Smoking Father Pass on Damaged Genes to Children, Raising Risk of Cancer
A new research has revealed that men, who smoke, pass on their DNA to their children, raising the risk of cancer in them.
The father's DNA, which is harmed by smoking, is inherited by his children, raising the risk of children developing cancer at a young age.
The risk is particularly of contracting leukaemia, warn researchers at the University of Bradford, according to Mail Online.
In order to avoid the risk of the damaged gene being passed on to the child, the father should stop smoking 12 weeks before the conception of the child. This could be explained with the fact that a fertile sperm cell takes three months to fully develop, according to Dr Diana Anderson.
"Smoking by fathers at the time around conception can lead to genetic changes in their children. These changes may raise the risk of developing cancer," she added.
The study was carried out by a collaboration of international researchers led by a team at the University of Bradford. The work was funded by the European Union Integrated Project NewGeneris and the study was published in the peer-reviewed Journal of the Federation of American Societies for Experimental Biology.

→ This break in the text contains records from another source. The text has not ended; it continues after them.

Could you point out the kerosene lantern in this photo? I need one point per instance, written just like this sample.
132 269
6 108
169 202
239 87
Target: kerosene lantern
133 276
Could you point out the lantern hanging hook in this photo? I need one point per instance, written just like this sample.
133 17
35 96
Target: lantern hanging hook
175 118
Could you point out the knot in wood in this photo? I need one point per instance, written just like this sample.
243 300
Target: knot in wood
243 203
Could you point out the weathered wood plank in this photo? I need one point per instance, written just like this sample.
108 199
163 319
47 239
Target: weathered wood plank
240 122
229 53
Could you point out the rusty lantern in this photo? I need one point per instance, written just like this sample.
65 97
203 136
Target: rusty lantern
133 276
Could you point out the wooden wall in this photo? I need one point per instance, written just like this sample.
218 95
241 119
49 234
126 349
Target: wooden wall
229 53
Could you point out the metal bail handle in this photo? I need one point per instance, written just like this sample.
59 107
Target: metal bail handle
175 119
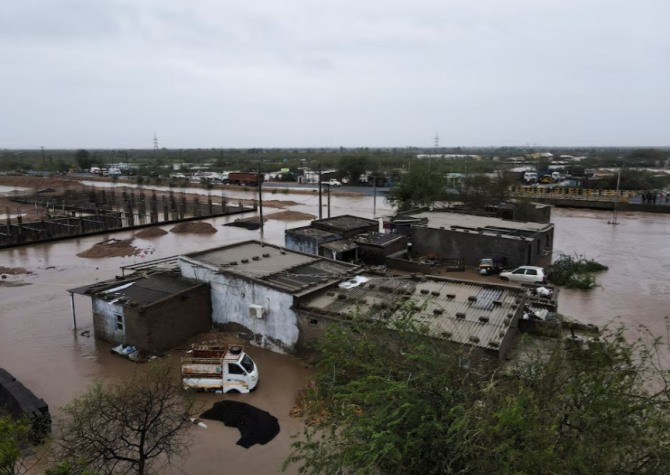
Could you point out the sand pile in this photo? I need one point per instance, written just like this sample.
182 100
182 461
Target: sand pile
291 216
150 232
278 203
111 248
193 227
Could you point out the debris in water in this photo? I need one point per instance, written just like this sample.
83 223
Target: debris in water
255 425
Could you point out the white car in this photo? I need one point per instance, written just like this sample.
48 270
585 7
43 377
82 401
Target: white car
531 274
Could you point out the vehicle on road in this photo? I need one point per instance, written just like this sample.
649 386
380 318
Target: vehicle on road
227 369
530 274
492 265
242 178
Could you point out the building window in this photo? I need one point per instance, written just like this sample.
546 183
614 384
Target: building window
119 322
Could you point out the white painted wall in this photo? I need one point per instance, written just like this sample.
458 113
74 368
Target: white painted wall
231 297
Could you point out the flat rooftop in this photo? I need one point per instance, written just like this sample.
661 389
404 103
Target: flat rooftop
377 239
346 222
292 271
308 231
467 221
463 312
341 245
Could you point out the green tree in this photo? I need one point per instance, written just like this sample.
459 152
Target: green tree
133 426
596 408
83 159
388 398
352 166
422 186
14 438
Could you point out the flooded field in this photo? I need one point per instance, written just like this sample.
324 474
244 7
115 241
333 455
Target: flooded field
38 346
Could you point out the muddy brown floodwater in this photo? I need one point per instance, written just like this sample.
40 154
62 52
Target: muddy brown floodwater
38 346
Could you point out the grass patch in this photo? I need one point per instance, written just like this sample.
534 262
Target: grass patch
575 272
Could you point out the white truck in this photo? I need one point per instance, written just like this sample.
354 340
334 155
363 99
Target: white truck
226 369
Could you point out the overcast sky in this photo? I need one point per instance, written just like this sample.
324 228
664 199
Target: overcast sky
310 73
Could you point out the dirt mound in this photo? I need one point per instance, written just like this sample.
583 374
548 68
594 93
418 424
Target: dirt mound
278 203
150 232
255 425
194 227
111 248
291 216
13 270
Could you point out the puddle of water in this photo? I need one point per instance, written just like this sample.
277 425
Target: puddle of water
38 346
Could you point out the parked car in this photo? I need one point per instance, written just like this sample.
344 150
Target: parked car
492 265
531 274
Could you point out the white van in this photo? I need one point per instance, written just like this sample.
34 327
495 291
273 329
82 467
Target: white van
229 370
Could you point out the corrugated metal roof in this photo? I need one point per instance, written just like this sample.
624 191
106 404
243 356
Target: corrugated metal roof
142 290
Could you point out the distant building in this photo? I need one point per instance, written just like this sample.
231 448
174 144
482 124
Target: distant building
254 287
468 237
152 312
481 316
248 286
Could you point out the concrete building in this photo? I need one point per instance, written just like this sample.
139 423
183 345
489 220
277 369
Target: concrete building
346 226
483 317
346 238
150 311
255 286
462 236
308 239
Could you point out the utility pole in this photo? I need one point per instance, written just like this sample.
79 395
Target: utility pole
328 201
320 210
374 196
260 197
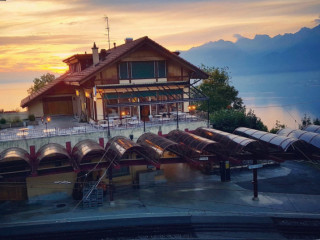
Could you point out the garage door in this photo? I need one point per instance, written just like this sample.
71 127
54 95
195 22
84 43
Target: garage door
58 106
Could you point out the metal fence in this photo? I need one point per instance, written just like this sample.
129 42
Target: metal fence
26 133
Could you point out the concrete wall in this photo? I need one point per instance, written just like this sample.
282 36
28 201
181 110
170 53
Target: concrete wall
74 139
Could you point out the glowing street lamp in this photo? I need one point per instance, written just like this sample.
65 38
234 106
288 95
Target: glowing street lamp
192 107
48 120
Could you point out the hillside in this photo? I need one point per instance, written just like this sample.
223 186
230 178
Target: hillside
283 53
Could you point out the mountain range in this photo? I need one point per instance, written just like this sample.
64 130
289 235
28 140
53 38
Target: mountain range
299 51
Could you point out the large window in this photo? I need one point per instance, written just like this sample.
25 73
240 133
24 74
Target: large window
142 70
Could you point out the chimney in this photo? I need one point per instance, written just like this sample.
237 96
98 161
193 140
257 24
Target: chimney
127 40
95 55
103 54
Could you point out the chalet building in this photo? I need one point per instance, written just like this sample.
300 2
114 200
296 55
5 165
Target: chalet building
139 78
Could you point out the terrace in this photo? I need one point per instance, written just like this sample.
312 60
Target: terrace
66 125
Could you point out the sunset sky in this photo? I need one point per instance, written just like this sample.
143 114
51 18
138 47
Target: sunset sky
36 35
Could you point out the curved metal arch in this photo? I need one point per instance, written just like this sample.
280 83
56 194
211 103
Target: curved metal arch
282 143
51 150
14 159
117 147
311 138
14 153
85 149
195 142
159 145
312 128
231 142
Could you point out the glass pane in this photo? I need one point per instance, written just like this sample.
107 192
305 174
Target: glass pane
162 69
142 70
123 72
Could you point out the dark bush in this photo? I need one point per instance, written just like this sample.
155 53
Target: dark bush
3 121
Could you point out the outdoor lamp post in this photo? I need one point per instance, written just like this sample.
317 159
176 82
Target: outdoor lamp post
48 119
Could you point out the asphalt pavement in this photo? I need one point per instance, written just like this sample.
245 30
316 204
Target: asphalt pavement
285 191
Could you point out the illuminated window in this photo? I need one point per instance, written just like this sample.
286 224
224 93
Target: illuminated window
142 70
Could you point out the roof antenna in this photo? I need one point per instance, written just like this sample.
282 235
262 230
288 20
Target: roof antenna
108 30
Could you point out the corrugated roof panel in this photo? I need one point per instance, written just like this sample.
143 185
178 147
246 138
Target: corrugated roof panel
309 137
118 147
284 143
231 142
195 142
85 148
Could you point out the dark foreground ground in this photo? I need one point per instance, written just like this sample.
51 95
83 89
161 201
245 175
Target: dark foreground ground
188 206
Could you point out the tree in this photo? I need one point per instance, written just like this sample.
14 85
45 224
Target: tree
229 119
316 121
217 88
305 121
41 82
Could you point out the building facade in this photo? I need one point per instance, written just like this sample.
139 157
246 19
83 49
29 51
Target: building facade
137 79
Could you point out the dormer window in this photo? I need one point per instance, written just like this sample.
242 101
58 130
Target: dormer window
142 70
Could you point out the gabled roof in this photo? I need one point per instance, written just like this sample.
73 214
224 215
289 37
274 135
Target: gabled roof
114 55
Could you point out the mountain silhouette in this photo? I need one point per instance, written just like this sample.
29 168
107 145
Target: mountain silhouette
299 51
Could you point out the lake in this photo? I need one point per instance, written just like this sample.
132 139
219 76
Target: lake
281 96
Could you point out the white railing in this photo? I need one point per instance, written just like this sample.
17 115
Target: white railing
25 133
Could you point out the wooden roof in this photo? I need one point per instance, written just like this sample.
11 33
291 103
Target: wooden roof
113 55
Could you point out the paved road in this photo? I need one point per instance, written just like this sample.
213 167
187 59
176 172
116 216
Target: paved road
285 192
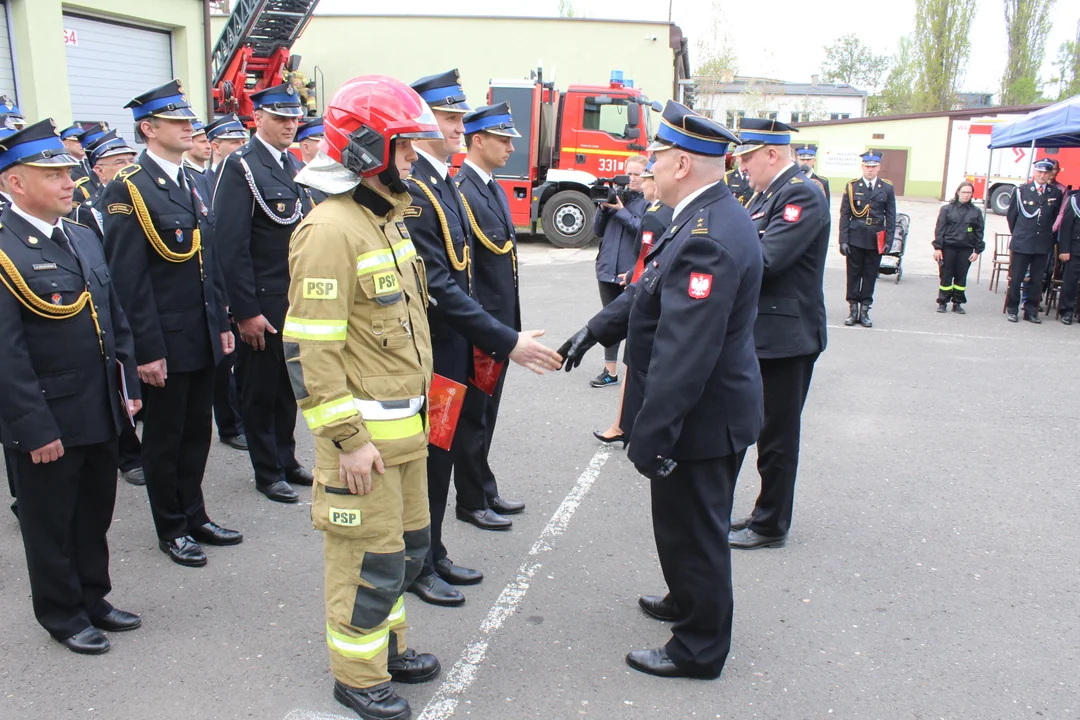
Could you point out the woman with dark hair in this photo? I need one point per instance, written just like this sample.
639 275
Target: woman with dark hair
958 240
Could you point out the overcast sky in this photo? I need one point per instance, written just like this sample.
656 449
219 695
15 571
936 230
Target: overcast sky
813 25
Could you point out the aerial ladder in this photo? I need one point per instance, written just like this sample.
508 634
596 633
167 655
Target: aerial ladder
253 53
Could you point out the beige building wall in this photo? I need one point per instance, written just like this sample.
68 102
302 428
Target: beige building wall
37 28
572 51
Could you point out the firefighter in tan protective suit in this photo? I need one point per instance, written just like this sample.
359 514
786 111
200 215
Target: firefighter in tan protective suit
359 354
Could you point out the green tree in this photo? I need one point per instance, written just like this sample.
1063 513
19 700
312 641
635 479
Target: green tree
942 46
1027 24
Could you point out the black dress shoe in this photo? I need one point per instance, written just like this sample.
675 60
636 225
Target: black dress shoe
118 621
238 442
434 591
413 666
299 476
661 608
184 551
485 519
455 574
376 703
89 641
657 662
747 540
212 533
503 506
280 491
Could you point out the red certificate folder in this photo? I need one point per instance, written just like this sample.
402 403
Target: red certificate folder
445 401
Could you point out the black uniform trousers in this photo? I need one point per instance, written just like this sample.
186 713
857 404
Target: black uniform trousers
176 438
1021 265
65 511
953 272
691 515
268 408
472 473
785 382
863 266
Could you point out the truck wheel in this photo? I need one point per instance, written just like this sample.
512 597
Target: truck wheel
568 219
1000 198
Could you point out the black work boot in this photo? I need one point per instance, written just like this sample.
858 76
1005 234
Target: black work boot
376 703
864 316
852 314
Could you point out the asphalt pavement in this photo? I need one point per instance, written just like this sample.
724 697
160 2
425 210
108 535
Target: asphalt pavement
931 571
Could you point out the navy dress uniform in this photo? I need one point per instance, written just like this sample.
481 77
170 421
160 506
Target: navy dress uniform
496 288
867 209
440 228
694 393
792 219
807 154
68 345
1030 215
166 270
259 204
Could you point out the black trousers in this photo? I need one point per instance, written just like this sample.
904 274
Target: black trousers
176 434
785 382
268 408
691 515
65 508
609 293
472 474
1021 265
863 266
227 397
953 274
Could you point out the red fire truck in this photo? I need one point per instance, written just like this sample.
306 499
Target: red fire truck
568 140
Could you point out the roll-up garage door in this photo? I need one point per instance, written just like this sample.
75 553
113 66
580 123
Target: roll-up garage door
108 65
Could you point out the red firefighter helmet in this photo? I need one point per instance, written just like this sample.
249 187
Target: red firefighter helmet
364 117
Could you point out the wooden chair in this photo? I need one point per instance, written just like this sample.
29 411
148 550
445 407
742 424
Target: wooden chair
1001 241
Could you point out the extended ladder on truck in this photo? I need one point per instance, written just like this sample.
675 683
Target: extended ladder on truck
254 48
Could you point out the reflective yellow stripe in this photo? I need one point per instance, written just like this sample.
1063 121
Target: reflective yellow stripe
394 430
327 412
396 615
301 328
365 648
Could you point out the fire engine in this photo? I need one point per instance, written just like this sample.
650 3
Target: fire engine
568 140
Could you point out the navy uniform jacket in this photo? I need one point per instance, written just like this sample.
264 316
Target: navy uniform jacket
495 276
696 389
176 310
792 221
862 231
1031 218
254 246
54 380
457 318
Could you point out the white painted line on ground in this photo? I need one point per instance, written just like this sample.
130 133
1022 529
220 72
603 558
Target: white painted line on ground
463 673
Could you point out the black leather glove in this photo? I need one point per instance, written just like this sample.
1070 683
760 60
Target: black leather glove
658 470
575 349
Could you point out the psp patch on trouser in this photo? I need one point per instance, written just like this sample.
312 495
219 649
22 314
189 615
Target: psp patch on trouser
374 547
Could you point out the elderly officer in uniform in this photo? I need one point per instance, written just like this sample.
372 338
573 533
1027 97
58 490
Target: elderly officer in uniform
440 227
68 345
489 133
807 155
1031 215
166 272
255 244
867 221
792 219
362 394
694 391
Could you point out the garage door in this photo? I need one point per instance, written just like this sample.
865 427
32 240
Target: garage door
7 69
108 65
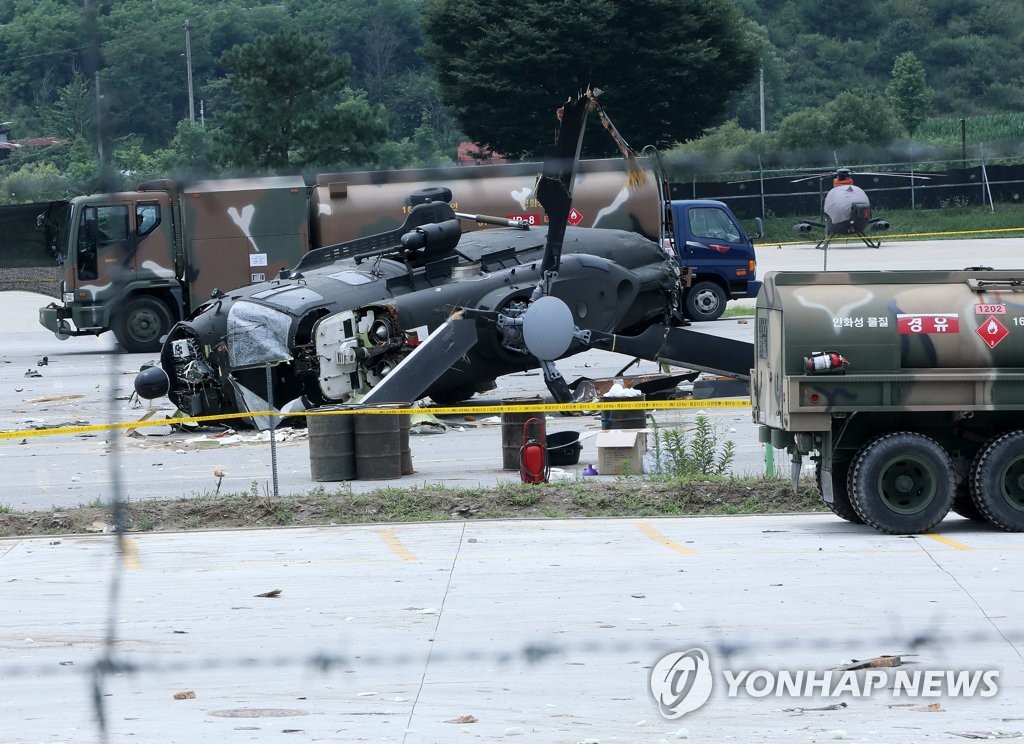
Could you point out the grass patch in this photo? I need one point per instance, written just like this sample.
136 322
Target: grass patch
951 222
633 496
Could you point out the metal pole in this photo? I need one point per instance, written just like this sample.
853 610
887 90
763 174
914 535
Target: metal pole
192 98
273 426
761 173
762 86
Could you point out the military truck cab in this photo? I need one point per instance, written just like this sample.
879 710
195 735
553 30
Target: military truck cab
137 262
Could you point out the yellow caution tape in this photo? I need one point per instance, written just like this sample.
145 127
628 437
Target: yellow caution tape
897 236
392 409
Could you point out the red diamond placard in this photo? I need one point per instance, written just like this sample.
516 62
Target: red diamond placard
992 332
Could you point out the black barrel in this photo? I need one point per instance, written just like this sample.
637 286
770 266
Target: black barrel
332 453
378 445
624 419
512 424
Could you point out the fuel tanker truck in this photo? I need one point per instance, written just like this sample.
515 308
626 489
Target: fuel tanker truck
905 388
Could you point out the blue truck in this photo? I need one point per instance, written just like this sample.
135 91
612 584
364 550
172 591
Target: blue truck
709 239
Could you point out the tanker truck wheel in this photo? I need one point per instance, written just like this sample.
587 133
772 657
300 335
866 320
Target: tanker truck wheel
141 323
902 483
841 505
705 301
997 481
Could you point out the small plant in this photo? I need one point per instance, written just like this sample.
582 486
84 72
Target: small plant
699 453
283 513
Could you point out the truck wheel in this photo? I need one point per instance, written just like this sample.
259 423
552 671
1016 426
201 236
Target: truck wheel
141 323
997 481
840 506
902 483
705 301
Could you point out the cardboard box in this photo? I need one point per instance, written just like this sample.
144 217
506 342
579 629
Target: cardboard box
621 451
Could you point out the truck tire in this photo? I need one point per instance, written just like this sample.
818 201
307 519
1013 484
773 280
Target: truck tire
705 301
841 505
902 483
997 481
141 324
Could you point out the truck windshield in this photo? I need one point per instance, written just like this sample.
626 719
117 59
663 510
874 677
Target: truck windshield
713 223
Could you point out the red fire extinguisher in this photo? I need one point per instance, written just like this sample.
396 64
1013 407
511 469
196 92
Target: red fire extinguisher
534 466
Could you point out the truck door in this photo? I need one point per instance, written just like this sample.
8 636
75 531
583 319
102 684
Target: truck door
102 246
716 244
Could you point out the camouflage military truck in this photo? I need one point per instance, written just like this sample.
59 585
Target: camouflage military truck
138 262
906 388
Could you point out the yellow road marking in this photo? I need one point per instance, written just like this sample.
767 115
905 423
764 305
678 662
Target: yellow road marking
129 554
392 541
948 541
649 530
453 409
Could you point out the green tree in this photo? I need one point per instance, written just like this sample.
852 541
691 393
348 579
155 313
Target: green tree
908 92
852 118
667 67
74 113
291 106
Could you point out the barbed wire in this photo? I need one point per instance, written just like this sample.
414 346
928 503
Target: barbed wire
530 654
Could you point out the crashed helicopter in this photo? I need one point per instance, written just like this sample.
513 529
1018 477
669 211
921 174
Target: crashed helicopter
428 310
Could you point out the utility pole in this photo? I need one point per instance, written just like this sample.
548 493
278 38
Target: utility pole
192 99
762 90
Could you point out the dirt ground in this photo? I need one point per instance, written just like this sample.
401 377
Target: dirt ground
626 497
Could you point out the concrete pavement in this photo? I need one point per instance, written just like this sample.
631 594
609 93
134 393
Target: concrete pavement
535 631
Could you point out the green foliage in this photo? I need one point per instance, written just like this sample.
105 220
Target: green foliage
908 92
292 107
34 182
699 452
685 57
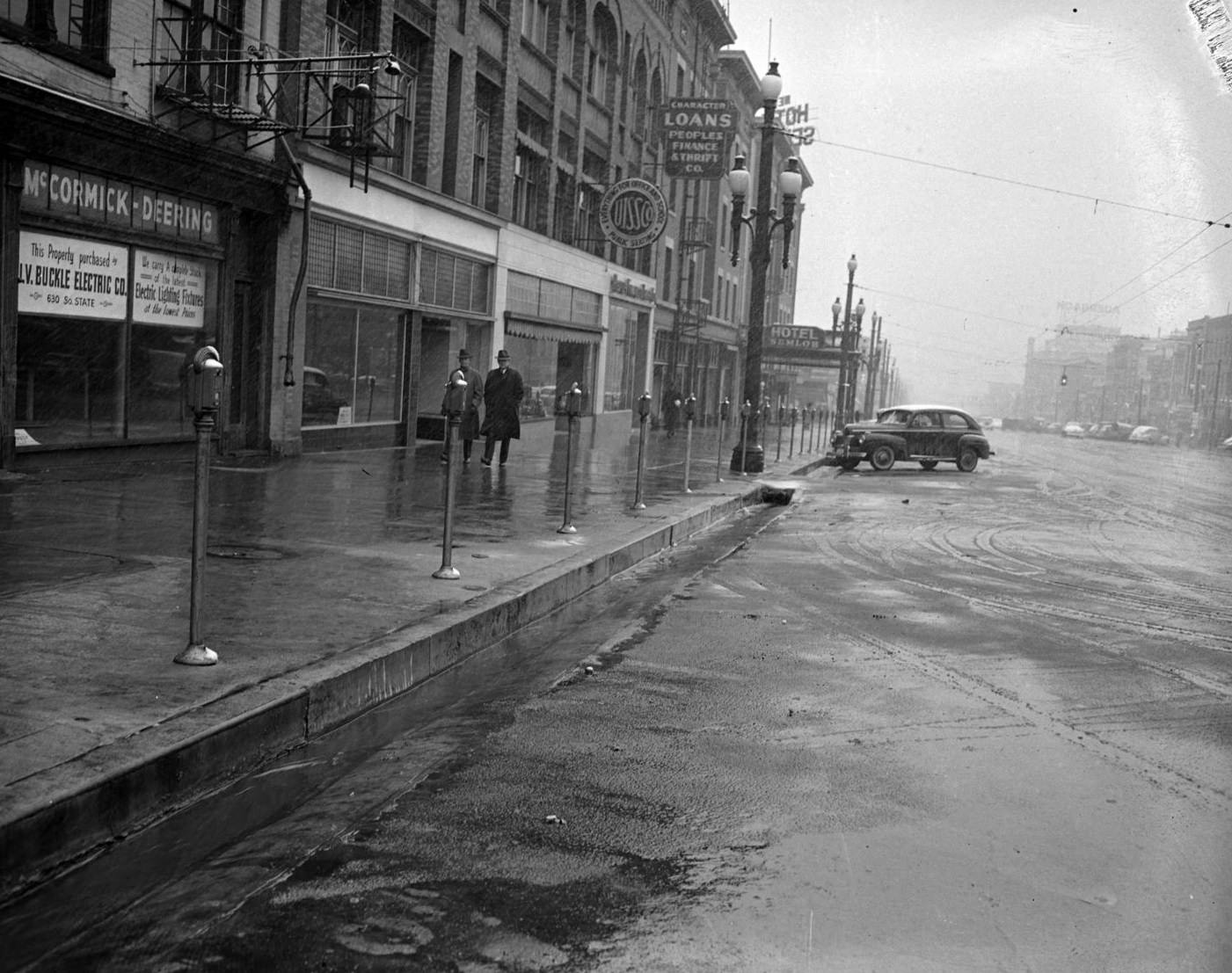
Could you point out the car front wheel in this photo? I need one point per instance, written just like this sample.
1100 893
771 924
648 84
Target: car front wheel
882 458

The research was carried out in order to investigate the possible roles of exposure to environmental and lifestyle toxins (such as tobacco smoke) before and during conception and pregnancy, according to harboroughmail.co.uk.
Researchers wanted to see how these factors affect the DNA of newborn babies. However, this study has not carried out further investigation of the effect of damaged genes on the infants' risk of cancer or any other disease. Also, there need to be further studies carried out in order to establish a cause and effect relationship between fathers smoking and DNA damage to their children.